ABOVE: This infographic, doing the social media rounds today, captures the patent suit madness - but not quite, failing to illustrate Apple's recently-launched actions against Motorola over its Xoom Android tablet, and Samsung over its Galaxy Tab 10.1 (an action that has blocked EU, Australian and NZ sales of the Android device). Click to enlarge.
But Google hasn’t bought Motorola to go into the handset business.
Rather, the deal is seen as a patent play - and was outlined so explicity in a blog post by Google CEO and co-founder Larry Page, who wrote that patents, and a need to protect Android from "anti-competitive attacks" from Apple and Microsoft were two motivations behind the deal.
And indeed, securing Motorola’s treasure trove of intellectual property (which includes 17,000 worldwide patents and 7500 in process), could help Google keep the Android camp together, because the search giant is now in a better position to insulate all of its hardware partners from patent trolls (no small detail at a time when Apple legal action has blocked the release of one of the highest profile Android devices – the Samsung Galaxy Tab 10.1 in the EU and Australasia; Apple also recently filed suit against Motorola's Xoom).

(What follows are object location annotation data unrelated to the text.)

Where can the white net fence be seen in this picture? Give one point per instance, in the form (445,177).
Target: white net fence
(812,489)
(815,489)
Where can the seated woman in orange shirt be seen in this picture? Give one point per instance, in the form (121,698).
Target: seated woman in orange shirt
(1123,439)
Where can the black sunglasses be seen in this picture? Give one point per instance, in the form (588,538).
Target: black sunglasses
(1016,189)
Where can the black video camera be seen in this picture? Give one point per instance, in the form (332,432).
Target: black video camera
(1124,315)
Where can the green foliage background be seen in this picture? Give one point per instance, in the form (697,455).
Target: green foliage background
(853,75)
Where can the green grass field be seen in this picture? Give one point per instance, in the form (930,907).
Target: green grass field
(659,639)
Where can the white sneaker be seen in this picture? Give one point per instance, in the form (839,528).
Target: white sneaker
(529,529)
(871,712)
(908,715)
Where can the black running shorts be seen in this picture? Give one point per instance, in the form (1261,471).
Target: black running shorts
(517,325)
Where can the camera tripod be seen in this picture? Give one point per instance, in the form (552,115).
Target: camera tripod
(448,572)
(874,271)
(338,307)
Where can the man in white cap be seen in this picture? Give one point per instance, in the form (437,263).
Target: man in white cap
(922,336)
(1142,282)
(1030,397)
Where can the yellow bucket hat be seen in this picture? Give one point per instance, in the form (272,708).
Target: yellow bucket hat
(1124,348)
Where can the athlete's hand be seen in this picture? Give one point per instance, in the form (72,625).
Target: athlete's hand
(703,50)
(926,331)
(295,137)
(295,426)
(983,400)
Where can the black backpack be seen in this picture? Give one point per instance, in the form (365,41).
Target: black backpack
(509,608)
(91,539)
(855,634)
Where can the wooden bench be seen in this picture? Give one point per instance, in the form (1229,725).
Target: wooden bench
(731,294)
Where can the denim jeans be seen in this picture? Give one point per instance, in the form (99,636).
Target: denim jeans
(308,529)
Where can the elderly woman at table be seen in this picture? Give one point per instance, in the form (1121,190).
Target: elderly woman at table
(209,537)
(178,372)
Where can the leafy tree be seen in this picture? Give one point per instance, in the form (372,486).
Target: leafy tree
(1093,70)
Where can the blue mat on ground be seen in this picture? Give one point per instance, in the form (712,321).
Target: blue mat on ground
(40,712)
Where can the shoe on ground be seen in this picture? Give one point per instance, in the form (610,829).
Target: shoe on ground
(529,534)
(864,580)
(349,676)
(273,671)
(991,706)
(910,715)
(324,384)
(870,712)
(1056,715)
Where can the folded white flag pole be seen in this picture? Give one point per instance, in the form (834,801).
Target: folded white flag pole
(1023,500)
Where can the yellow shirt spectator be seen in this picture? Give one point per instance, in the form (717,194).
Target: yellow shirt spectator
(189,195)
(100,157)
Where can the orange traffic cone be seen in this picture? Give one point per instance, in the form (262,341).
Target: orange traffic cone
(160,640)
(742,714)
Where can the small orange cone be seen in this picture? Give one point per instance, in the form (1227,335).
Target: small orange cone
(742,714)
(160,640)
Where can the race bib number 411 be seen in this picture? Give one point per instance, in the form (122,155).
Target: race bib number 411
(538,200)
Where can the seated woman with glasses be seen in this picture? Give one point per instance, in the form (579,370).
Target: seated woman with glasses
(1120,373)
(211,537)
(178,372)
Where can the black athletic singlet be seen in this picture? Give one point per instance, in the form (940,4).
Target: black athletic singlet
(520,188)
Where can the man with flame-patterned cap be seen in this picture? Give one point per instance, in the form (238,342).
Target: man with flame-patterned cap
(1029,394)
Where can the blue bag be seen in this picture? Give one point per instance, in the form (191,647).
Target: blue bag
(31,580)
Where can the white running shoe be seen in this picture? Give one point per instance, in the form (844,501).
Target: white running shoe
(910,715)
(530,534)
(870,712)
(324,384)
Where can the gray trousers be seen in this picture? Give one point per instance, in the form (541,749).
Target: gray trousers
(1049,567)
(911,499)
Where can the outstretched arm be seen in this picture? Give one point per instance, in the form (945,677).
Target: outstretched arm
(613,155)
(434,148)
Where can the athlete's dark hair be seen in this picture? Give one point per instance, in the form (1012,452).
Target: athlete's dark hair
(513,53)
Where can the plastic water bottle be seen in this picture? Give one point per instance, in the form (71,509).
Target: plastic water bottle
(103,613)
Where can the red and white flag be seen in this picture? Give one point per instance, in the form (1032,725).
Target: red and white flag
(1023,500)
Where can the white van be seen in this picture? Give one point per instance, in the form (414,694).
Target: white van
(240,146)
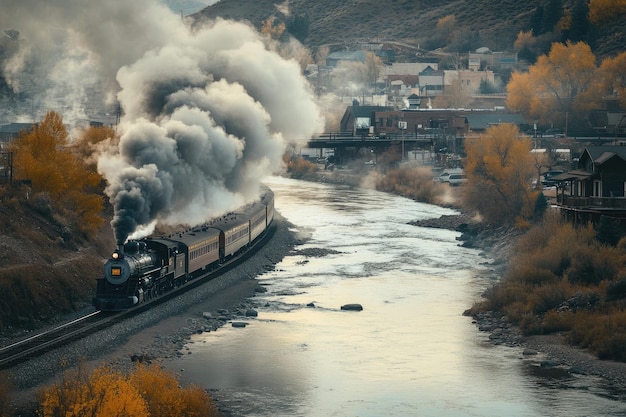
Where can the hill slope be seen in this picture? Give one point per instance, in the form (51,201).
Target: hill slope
(412,21)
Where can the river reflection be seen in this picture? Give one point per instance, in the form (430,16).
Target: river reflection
(410,352)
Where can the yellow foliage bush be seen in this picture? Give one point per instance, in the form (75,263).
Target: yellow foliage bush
(41,155)
(104,393)
(146,392)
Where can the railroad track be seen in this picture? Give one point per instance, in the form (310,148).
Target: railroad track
(22,350)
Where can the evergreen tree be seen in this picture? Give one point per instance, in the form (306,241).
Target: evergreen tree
(579,26)
(536,21)
(552,15)
(541,205)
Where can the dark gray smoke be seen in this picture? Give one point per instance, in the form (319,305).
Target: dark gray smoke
(207,112)
(207,118)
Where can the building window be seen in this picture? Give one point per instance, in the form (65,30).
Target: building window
(597,188)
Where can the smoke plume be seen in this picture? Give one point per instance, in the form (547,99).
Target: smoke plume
(206,111)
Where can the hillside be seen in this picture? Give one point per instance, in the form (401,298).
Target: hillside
(46,270)
(336,24)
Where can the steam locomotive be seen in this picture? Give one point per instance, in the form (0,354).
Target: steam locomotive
(141,270)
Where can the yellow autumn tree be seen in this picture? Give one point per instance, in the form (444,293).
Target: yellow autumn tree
(561,88)
(499,168)
(104,393)
(165,398)
(613,72)
(42,157)
(86,144)
(148,391)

In a snap analysis of the deal, IDC vice president mobile & consumer platforms Scott Ellison offered the personal prediction that “Google may just keep Motorola patents and spin off Motorola hardware to preserve a vibrant Android OEM ecosystem.”
As things stand, the Android camp seems to have fallen into line, and bought the "patent play" argument.
Google's press office this morning rolled out a series of pre-canned quotes form Samsung, HTC, Sony Ericsson and others in support of the deal (and, let's face it, for Android partners you could just as well read "advertising platform partners"; the search giant needs to keep them onside for the mobile version of Ad Words to have maximum reach)
“We welcome Google‘s commitment to defending Android and its partners,” LG's president said in a typical example.
The question now: can Google keep them onside as it starts to step into their core handset business?